Why we need more sensitisation on African human right court- Osinbajo

By Chijioke Okoronkwo
Vice President Yemi Osinbajo says Africa Union (AU) member-states need more sensitisation on the role of the African Court on Human and Peoples Rights.

Osinbajo’s spokesman, Laolu Akande, in a statement on Friday in Abuja.

The vice president met with judges of the court led by the President, Justice Imani Aboud, at office of the AU judicial agency.

The African Court on Human and Peoples’ Rights is a continental court established by member-states of the African Union by virtue of Article 1 of the Protocol to the Charter on Human and Peoples’ Rights.

It came into operation in November 2006 seeking to enhance the protection of human and peoples’ rights on the continent.

In May 2019, judges of the court had visited Osinbajo at the Presidential Villa in Abuja.

“One of the critical issues is more sensitization among member-states of the African Union.

“I think that more countries would be more willing to identify as required with the court– I think that governments just require more assurance especially on the issue of complementarities.

“I believe very strongly in the International and Regional Court system, especially with respect to the protection of human rights.

“There will always be tensions and challenges because States will always be mindful of their sovereignty.”

The vice president commended the achievements of the court and its landmark ruling in spite of many challenges.

He said that many had followed the court especially when cases were about protection of the rights of women and freedom of information.

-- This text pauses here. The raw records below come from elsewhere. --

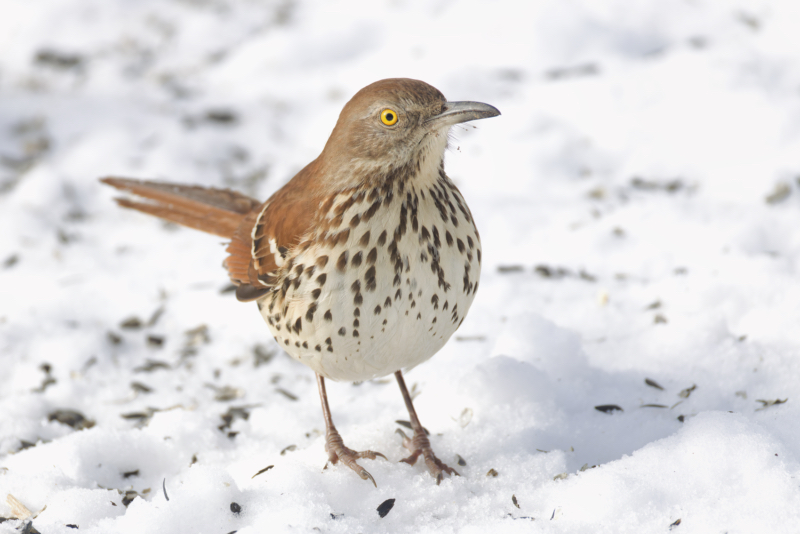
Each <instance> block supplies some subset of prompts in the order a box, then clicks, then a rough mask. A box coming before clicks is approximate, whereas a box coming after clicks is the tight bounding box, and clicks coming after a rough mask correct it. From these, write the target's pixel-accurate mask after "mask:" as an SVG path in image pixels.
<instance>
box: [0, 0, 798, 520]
mask: <svg viewBox="0 0 800 534" xmlns="http://www.w3.org/2000/svg"><path fill="white" fill-rule="evenodd" d="M798 23H800V4H797V3H796V2H792V1H791V0H784V1H772V2H768V1H766V0H741V1H734V2H714V1H711V0H706V1H700V0H695V1H682V0H668V1H658V0H650V1H640V2H629V1H623V0H603V1H595V0H570V1H564V0H547V1H541V2H528V3H520V2H515V1H512V0H499V1H497V2H493V3H490V4H483V5H481V6H478V5H477V4H476V3H470V2H465V1H461V2H458V1H444V0H437V1H434V2H429V1H427V2H425V1H422V0H396V1H391V2H369V3H368V2H361V3H359V2H350V1H344V0H340V1H331V2H324V3H323V2H312V1H305V0H280V1H278V0H275V1H265V2H254V1H252V0H193V1H188V0H182V1H178V0H172V1H170V2H162V1H155V0H143V1H139V2H127V1H123V0H82V1H78V0H40V1H39V2H5V3H3V4H0V228H2V231H0V354H1V356H0V517H3V518H9V519H8V520H6V521H3V522H0V533H7V532H8V533H10V532H18V531H21V530H24V528H26V527H25V526H24V524H23V522H21V521H19V520H18V519H15V517H18V516H19V515H23V516H25V513H20V511H19V507H15V505H14V504H13V502H14V500H13V499H17V500H18V501H19V502H20V503H22V505H24V507H26V508H27V509H28V510H29V511H30V512H32V513H33V514H38V515H35V517H33V518H32V526H33V527H34V528H35V529H37V530H38V531H40V532H43V533H59V532H74V531H75V529H76V528H77V531H79V532H97V533H101V532H102V533H109V532H115V533H116V532H120V533H126V532H131V533H134V532H135V533H141V532H153V533H157V532H221V533H229V532H233V531H236V532H238V533H240V534H244V533H255V532H264V531H275V532H308V531H312V530H314V531H316V530H319V531H322V532H412V531H413V532H481V533H482V532H552V533H561V532H614V533H618V532H636V533H639V532H669V531H672V532H678V533H692V532H703V533H706V532H729V533H745V532H774V533H782V532H796V531H797V530H798V527H797V525H798V524H800V508H798V506H797V503H798V502H800V487H798V476H800V464H799V463H798V458H800V427H799V426H798V425H797V424H796V421H798V417H800V407H799V406H800V405H798V403H797V399H798V396H799V395H800V381H798V376H800V360H798V358H797V355H798V347H800V328H798V324H800V304H798V303H800V284H798V282H797V280H798V274H800V273H799V271H800V230H798V229H800V179H799V177H800V163H799V161H800V159H799V157H798V156H799V155H800V126H798V124H800V34H798V32H797V25H798ZM399 76H406V77H413V78H418V79H422V80H425V81H427V82H429V83H431V84H432V85H434V86H436V87H437V88H439V89H441V90H442V91H443V92H444V94H445V95H447V96H448V98H450V99H453V100H477V101H484V102H487V103H490V104H492V105H495V106H496V107H498V108H499V109H500V110H501V111H502V113H503V115H502V116H500V117H497V118H493V119H490V120H485V121H480V122H476V123H474V126H475V127H473V125H472V124H470V125H465V126H464V127H457V128H455V129H454V130H453V136H454V139H453V146H452V150H450V152H449V153H448V154H447V170H448V174H449V175H450V176H451V177H452V178H453V179H454V180H455V181H456V182H457V183H458V185H459V187H460V189H461V191H462V193H463V194H464V196H465V198H466V199H467V201H468V202H469V205H470V208H471V210H472V213H473V215H474V216H475V219H476V221H477V224H478V227H479V228H480V231H481V238H482V242H483V247H484V251H483V252H484V254H483V260H484V261H483V275H482V278H481V283H480V286H481V287H480V291H479V292H478V295H477V298H476V300H475V302H474V304H473V306H472V309H471V311H470V313H469V315H468V316H467V319H466V320H465V321H464V324H463V325H462V327H461V329H460V330H459V331H458V332H457V333H456V335H455V336H454V337H453V339H451V341H450V342H449V343H448V344H447V345H446V346H445V348H444V349H443V350H442V351H441V352H440V353H439V354H437V355H436V356H435V357H434V358H432V359H431V360H430V361H429V362H427V363H425V364H424V365H421V366H420V367H418V368H416V369H414V370H413V371H411V372H410V373H408V375H407V378H406V380H407V383H408V384H409V386H410V387H413V388H414V392H415V395H416V397H415V405H416V408H417V411H418V413H419V415H420V418H421V420H422V423H423V424H424V425H425V426H426V427H427V428H428V429H429V430H430V431H431V433H432V442H433V446H434V448H435V450H436V451H437V453H438V454H439V456H440V458H442V459H443V460H444V461H445V462H446V463H448V464H450V465H451V466H454V467H456V469H458V470H459V472H460V473H461V475H462V476H460V477H452V478H447V479H445V480H444V481H443V482H442V484H441V485H440V486H436V484H435V483H434V481H433V479H432V478H431V477H430V475H429V474H428V473H427V472H426V471H425V469H424V467H423V466H422V465H416V466H413V467H412V466H408V465H406V464H402V463H398V460H400V459H401V458H403V457H404V456H405V454H404V449H403V448H402V447H401V443H400V438H399V436H398V435H397V434H395V430H396V429H397V428H398V426H397V424H396V423H395V420H398V419H407V417H408V416H407V413H406V412H405V409H404V407H403V403H402V401H401V397H400V395H399V391H398V390H397V387H396V386H395V385H394V382H393V380H391V379H390V378H391V377H390V378H389V379H382V380H374V381H370V382H366V383H362V384H356V385H353V384H347V383H329V385H328V394H329V397H330V402H331V409H332V411H333V416H334V420H335V421H336V424H337V427H338V428H339V430H340V432H341V433H342V435H343V437H344V439H345V442H346V443H347V444H348V445H349V446H350V447H352V448H355V449H367V448H369V449H372V450H376V451H381V452H383V453H384V454H386V455H387V456H388V458H389V461H382V460H375V461H369V460H365V461H364V462H363V465H364V466H365V467H366V468H367V469H368V470H369V471H370V473H371V474H372V475H373V476H374V477H375V479H376V481H377V483H378V487H377V489H376V488H374V487H373V486H372V485H371V484H369V483H368V482H364V481H362V480H361V479H359V478H358V477H357V476H356V475H355V474H354V473H352V472H351V471H349V470H348V469H345V468H342V467H341V466H334V467H328V468H327V469H323V466H324V463H325V459H326V454H325V452H324V436H323V431H324V425H323V421H322V417H321V413H320V409H319V399H318V397H317V393H316V385H315V383H314V379H313V373H311V371H309V370H308V369H306V368H305V367H303V366H302V365H300V364H297V363H296V362H293V361H292V360H290V359H289V358H288V357H287V356H286V355H285V354H283V353H281V351H280V349H279V348H278V347H277V346H276V345H275V343H274V342H273V341H272V339H271V338H270V337H269V334H268V331H267V329H266V327H265V325H264V324H263V321H262V319H261V318H260V317H259V314H258V313H256V310H255V306H254V305H244V304H240V303H238V302H236V300H235V299H234V298H233V296H232V294H231V293H229V292H227V293H225V292H222V290H223V289H224V288H225V287H226V285H227V279H226V277H225V273H224V271H223V270H222V269H221V267H220V263H221V261H222V259H223V256H224V252H223V244H222V241H221V240H220V239H218V238H214V237H209V236H207V235H202V234H200V233H196V232H193V231H190V230H187V229H180V228H175V227H174V226H170V225H166V224H164V223H162V222H160V221H157V220H153V219H150V218H147V217H145V216H143V215H140V214H137V213H131V212H127V211H123V210H120V209H119V208H117V207H116V205H115V204H114V203H113V201H112V198H113V196H114V192H113V191H111V190H110V189H109V188H107V187H104V186H101V184H99V183H98V182H97V178H98V177H101V176H107V175H122V176H132V177H143V178H161V179H168V180H171V181H176V182H187V183H198V184H204V185H209V186H224V187H232V188H235V189H238V190H240V191H243V192H245V193H247V194H250V195H253V196H256V197H258V198H267V197H268V196H269V195H270V194H271V193H273V192H274V191H275V190H277V189H278V188H279V187H280V186H281V185H282V184H284V183H285V182H286V181H287V180H288V179H289V178H290V177H291V176H292V175H293V174H294V173H295V172H297V171H298V170H299V169H301V168H302V167H303V166H304V165H305V164H306V163H307V162H308V161H310V160H311V159H313V158H314V157H316V155H317V154H318V153H319V151H320V150H321V148H322V146H323V144H324V142H325V140H326V139H327V136H328V134H329V133H330V130H331V128H332V127H333V124H334V122H335V120H336V117H337V116H338V113H339V111H340V109H341V107H342V105H343V104H344V103H345V102H346V101H347V100H348V99H349V97H350V96H351V95H352V94H354V93H355V92H356V91H357V90H358V89H360V88H361V87H363V86H364V85H366V84H368V83H370V82H373V81H375V80H377V79H381V78H385V77H399ZM131 318H135V319H138V323H137V322H136V321H129V319H131ZM137 324H138V326H137ZM124 325H127V327H126V326H124ZM646 379H649V381H650V382H651V383H652V384H656V385H658V386H659V387H660V388H663V389H659V388H657V387H655V386H654V385H648V384H647V383H645V380H646ZM776 401H777V402H776ZM604 405H606V406H608V405H612V406H615V407H616V408H607V412H602V411H599V410H597V409H595V407H596V406H604ZM617 408H619V409H617ZM68 410H71V411H73V412H78V413H79V414H81V415H82V416H83V419H81V418H80V417H79V416H77V415H75V414H74V413H73V414H70V412H67V411H68ZM59 413H60V414H61V415H60V416H59ZM59 419H61V421H64V422H60V421H59ZM458 458H461V459H462V460H463V461H464V462H465V463H466V465H463V466H462V465H459V464H457V461H458ZM268 466H273V467H271V468H270V469H269V470H266V471H263V472H261V473H260V474H257V473H259V472H260V471H262V470H263V469H265V468H267V467H268ZM7 495H12V496H13V498H12V499H10V500H6V496H7ZM167 497H169V499H167ZM123 499H124V500H125V503H123ZM388 499H395V501H394V506H393V507H392V508H391V509H390V510H389V512H388V514H386V515H385V516H384V517H381V516H380V515H379V514H378V512H377V509H378V507H379V506H380V505H381V504H382V503H384V502H385V501H387V500H388ZM126 503H127V506H126ZM232 503H236V504H237V505H238V508H237V507H236V506H233V505H232ZM234 509H238V510H239V511H238V512H235V511H233V510H234ZM29 520H30V518H29ZM679 520H680V521H679ZM68 525H72V526H68Z"/></svg>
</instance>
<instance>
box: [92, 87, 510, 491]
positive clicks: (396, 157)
mask: <svg viewBox="0 0 800 534" xmlns="http://www.w3.org/2000/svg"><path fill="white" fill-rule="evenodd" d="M497 115H500V111H498V110H497V108H495V107H493V106H491V105H488V104H484V103H481V102H470V101H448V100H447V99H446V98H445V97H444V95H443V94H442V93H441V92H440V91H439V90H438V89H436V88H434V87H433V86H431V85H429V84H427V83H425V82H422V81H419V80H413V79H408V78H392V79H384V80H380V81H377V82H374V83H372V84H370V85H368V86H366V87H364V88H363V89H361V90H360V91H358V92H357V93H356V94H355V95H354V96H353V97H352V99H351V100H350V101H348V102H347V104H346V105H345V106H344V108H343V109H342V112H341V114H340V115H339V118H338V120H337V122H336V125H335V127H334V128H333V131H332V133H331V135H330V137H329V139H328V141H327V143H326V144H325V146H324V148H323V150H322V152H321V153H320V155H319V156H318V157H317V158H316V159H315V160H313V161H312V162H311V163H309V164H308V165H307V166H306V167H305V168H303V169H302V170H301V171H300V172H299V173H297V174H296V175H295V176H294V177H293V178H292V179H291V180H289V181H288V182H287V183H286V184H285V185H284V186H283V187H282V188H280V189H279V190H278V191H276V192H275V193H274V194H273V195H272V196H271V197H270V198H269V199H268V200H267V201H266V202H260V201H258V200H256V199H253V198H250V197H248V196H246V195H243V194H241V193H238V192H235V191H231V190H229V189H218V188H210V187H200V186H194V185H180V184H173V183H168V182H162V181H152V180H138V179H131V178H122V177H105V178H101V181H102V182H104V183H105V184H108V185H111V186H113V187H115V188H117V189H119V190H122V191H125V192H127V193H130V194H132V195H134V197H140V198H133V199H131V198H128V197H122V198H116V201H117V203H118V204H119V205H120V206H122V207H124V208H131V209H134V210H138V211H140V212H144V213H147V214H150V215H154V216H157V217H160V218H162V219H165V220H167V221H171V222H174V223H178V224H181V225H184V226H188V227H190V228H195V229H198V230H201V231H204V232H207V233H210V234H214V235H217V236H221V237H224V238H226V239H229V240H230V241H229V244H228V246H227V249H226V251H227V253H228V256H227V258H226V259H225V260H224V262H223V265H224V267H225V268H226V269H227V271H228V274H229V276H230V279H231V281H232V282H233V283H234V284H235V285H236V298H237V299H238V300H239V301H242V302H252V301H255V302H256V304H257V307H258V309H259V311H260V313H261V315H262V316H263V318H264V320H265V321H266V323H267V326H268V328H269V330H270V332H271V333H272V335H273V337H274V338H275V341H276V342H277V343H278V345H279V346H280V347H281V348H283V350H284V351H285V352H287V353H288V354H289V356H291V357H292V358H294V359H295V360H297V361H299V362H301V363H303V364H305V365H306V366H308V367H309V368H311V370H313V371H314V373H315V374H316V380H317V386H318V390H319V395H320V402H321V405H322V413H323V418H324V421H325V451H326V452H327V454H328V463H329V464H331V465H335V464H337V462H342V464H343V465H345V466H347V467H348V468H350V469H352V470H353V471H355V473H356V474H358V475H359V476H360V477H361V478H362V479H364V480H370V481H371V482H372V483H373V484H374V485H375V486H376V487H377V483H376V482H375V479H374V478H373V476H372V475H371V474H370V473H369V472H368V471H367V470H366V469H364V468H363V467H362V466H361V465H360V464H359V463H358V460H362V459H370V460H374V459H376V458H378V457H382V458H384V459H386V456H385V455H383V454H381V453H379V452H374V451H371V450H366V451H355V450H352V449H350V448H348V447H347V446H346V445H345V444H344V441H343V439H342V437H341V435H340V434H339V432H338V430H337V429H336V427H335V425H334V423H333V418H332V416H331V411H330V407H329V405H328V397H327V392H326V389H325V380H326V379H330V380H334V381H364V380H369V379H373V378H376V377H382V376H387V375H389V374H394V376H395V378H396V380H397V383H398V386H399V388H400V392H401V394H402V396H403V400H404V402H405V405H406V408H407V410H408V412H409V418H410V427H411V430H412V431H413V435H412V436H411V437H409V436H407V435H406V434H405V433H403V432H402V430H398V431H397V432H398V433H400V434H401V436H402V442H403V446H404V447H405V448H406V449H407V450H408V452H409V456H407V457H406V458H403V459H402V460H401V461H402V462H405V463H408V464H410V465H414V464H415V463H416V461H417V460H418V458H419V457H420V456H421V457H422V458H423V459H424V463H425V465H426V467H427V469H428V471H429V472H430V474H431V475H432V476H433V477H434V479H435V480H436V483H437V484H439V483H441V481H442V480H443V478H444V474H448V475H450V476H452V475H458V474H459V473H458V472H457V471H456V470H455V469H453V468H452V467H449V466H448V465H447V464H445V463H444V462H442V461H441V460H440V459H439V458H438V457H437V456H436V454H435V453H434V451H433V449H432V447H431V443H430V440H429V438H428V436H427V435H426V434H427V431H426V430H425V429H424V428H423V426H422V424H421V423H420V420H419V418H418V416H417V413H416V411H415V409H414V405H413V403H412V399H411V396H410V395H409V392H408V388H407V387H406V384H405V380H404V378H403V370H409V369H411V368H413V367H415V366H417V365H418V364H420V363H422V362H424V361H426V360H428V359H429V358H430V357H431V356H433V355H434V354H435V353H436V352H438V351H439V350H440V349H441V348H442V347H443V346H444V345H445V343H446V342H447V340H448V339H449V338H450V336H451V335H452V334H453V333H454V332H455V331H456V329H457V328H458V327H459V326H460V325H461V323H462V322H463V321H464V317H465V316H466V314H467V311H468V310H469V308H470V305H471V304H472V301H473V299H474V297H475V293H476V291H477V290H478V283H479V277H480V270H481V262H482V258H481V241H480V235H479V233H478V230H477V228H476V226H475V221H474V219H473V216H472V213H471V212H470V209H469V207H468V206H467V203H466V201H465V200H464V197H463V196H462V195H461V193H460V192H459V190H458V188H457V187H456V185H455V184H454V183H453V181H452V180H451V179H450V178H449V177H448V176H447V174H446V173H445V170H444V155H445V152H446V149H447V147H448V143H449V140H450V133H449V132H450V129H451V127H452V126H454V125H456V124H460V123H464V122H467V121H473V120H477V119H483V118H489V117H495V116H497ZM484 178H486V177H484ZM326 466H327V463H326Z"/></svg>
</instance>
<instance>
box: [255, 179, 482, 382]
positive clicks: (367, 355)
mask: <svg viewBox="0 0 800 534" xmlns="http://www.w3.org/2000/svg"><path fill="white" fill-rule="evenodd" d="M330 206H331V207H330V209H329V210H328V212H327V213H326V214H325V216H324V220H325V221H327V224H323V225H320V228H319V229H318V230H315V231H314V232H312V233H310V234H309V235H308V236H306V238H305V239H304V240H303V241H301V242H300V243H299V244H298V245H297V246H296V247H295V248H294V249H293V250H291V251H290V253H289V257H288V258H287V262H286V263H285V264H284V266H283V267H281V270H280V271H279V276H278V278H277V282H276V285H275V286H274V288H273V289H272V291H271V292H270V293H269V294H268V295H267V296H265V297H264V298H263V299H261V300H260V301H259V309H260V310H261V313H262V315H263V316H264V319H265V320H266V321H267V324H268V325H269V327H270V330H271V331H272V334H273V335H274V336H275V339H276V341H277V342H278V343H279V344H280V345H281V347H282V348H284V349H285V350H286V352H288V353H289V354H290V355H291V356H292V357H294V358H295V359H297V360H299V361H300V362H302V363H304V364H306V365H308V366H309V367H311V368H312V369H313V370H314V371H316V372H318V373H320V374H321V375H323V376H325V377H328V378H331V379H334V380H352V381H358V380H366V379H370V378H374V377H377V376H383V375H387V374H389V373H392V372H395V371H397V370H399V369H403V368H409V367H413V366H415V365H417V364H419V363H421V362H423V361H425V360H427V359H428V358H430V357H431V356H433V354H435V353H436V352H437V351H438V350H439V349H440V348H441V347H442V346H443V345H444V344H445V343H446V342H447V340H448V339H449V338H450V336H451V335H452V334H453V332H455V330H456V329H457V328H458V327H459V326H460V324H461V322H462V321H463V320H464V316H465V315H466V313H467V310H468V309H469V307H470V305H471V304H472V300H473V298H474V296H475V292H476V291H477V288H478V278H479V276H480V263H481V248H480V239H479V235H478V231H477V229H476V228H475V224H474V222H473V219H472V215H471V213H470V211H469V208H468V207H467V205H466V202H465V201H464V199H463V197H462V196H461V193H460V192H459V191H458V189H457V188H456V186H455V185H454V184H453V183H452V181H451V180H450V179H449V178H447V176H446V175H445V174H444V171H443V170H441V167H440V169H439V171H438V172H437V173H436V176H435V177H428V179H427V180H420V179H416V180H415V179H414V177H413V176H412V177H409V178H406V179H405V180H396V181H395V182H394V183H391V184H388V186H387V184H382V186H380V187H375V188H372V189H369V188H368V189H365V190H361V191H353V192H348V193H345V194H340V195H338V196H337V197H336V198H335V199H333V202H332V203H330Z"/></svg>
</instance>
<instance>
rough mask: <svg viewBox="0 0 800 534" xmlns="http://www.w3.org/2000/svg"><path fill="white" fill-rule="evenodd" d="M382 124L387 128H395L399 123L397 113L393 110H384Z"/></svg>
mask: <svg viewBox="0 0 800 534" xmlns="http://www.w3.org/2000/svg"><path fill="white" fill-rule="evenodd" d="M381 122H382V123H384V124H385V125H386V126H394V125H395V124H396V123H397V112H396V111H395V110H393V109H384V110H383V111H382V112H381Z"/></svg>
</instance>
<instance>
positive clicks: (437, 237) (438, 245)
mask: <svg viewBox="0 0 800 534" xmlns="http://www.w3.org/2000/svg"><path fill="white" fill-rule="evenodd" d="M433 246H435V247H436V248H439V247H441V246H442V242H441V241H439V229H438V228H436V227H435V226H434V227H433Z"/></svg>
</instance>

“And I think there is consensus that the court’s handling of these  cases has generally pointed in the right direction,” he said.

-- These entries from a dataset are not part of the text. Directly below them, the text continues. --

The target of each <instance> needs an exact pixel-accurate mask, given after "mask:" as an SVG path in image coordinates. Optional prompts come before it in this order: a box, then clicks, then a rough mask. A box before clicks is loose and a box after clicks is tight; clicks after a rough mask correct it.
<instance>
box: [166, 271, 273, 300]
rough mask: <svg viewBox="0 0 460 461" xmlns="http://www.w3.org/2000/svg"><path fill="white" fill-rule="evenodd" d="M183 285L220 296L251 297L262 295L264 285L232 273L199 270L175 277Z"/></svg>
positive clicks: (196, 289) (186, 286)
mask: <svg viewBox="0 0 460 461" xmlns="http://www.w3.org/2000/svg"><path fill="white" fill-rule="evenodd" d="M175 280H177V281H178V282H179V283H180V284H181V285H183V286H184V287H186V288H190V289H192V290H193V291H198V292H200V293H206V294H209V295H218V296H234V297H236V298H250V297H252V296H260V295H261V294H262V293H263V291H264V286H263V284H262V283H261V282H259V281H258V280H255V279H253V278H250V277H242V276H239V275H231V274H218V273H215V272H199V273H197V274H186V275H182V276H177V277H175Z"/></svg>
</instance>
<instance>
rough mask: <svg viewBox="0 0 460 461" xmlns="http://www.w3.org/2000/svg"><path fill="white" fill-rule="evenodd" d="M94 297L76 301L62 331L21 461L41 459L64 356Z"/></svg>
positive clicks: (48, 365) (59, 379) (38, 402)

Osinbajo said that international and regional courts of justice and their rulings would also become increasingly important in the years to come as consensus grows around the fundamental importance of protection of individual and collective rights.

In her remarks, Aboud told Osinbajo that one of the big challenges the court faced was that more African states had yet to ratify the Protocol and make the Declaration under Article 34 (6).

She, however, said that the court was doing its best in the circumstance, adding that the 62nd Session of the court would be starting next week to deliberate on cases before it.

In attendance at the meeting were the Vice President of the Court Justice Blaise Tchikay, other justices, and the Registrar Dr Robert Eno.

The Nigerian High Commissioner to Tanzania, Ambassador Hamisu Takalmawa accompanied the vice president to the meeting.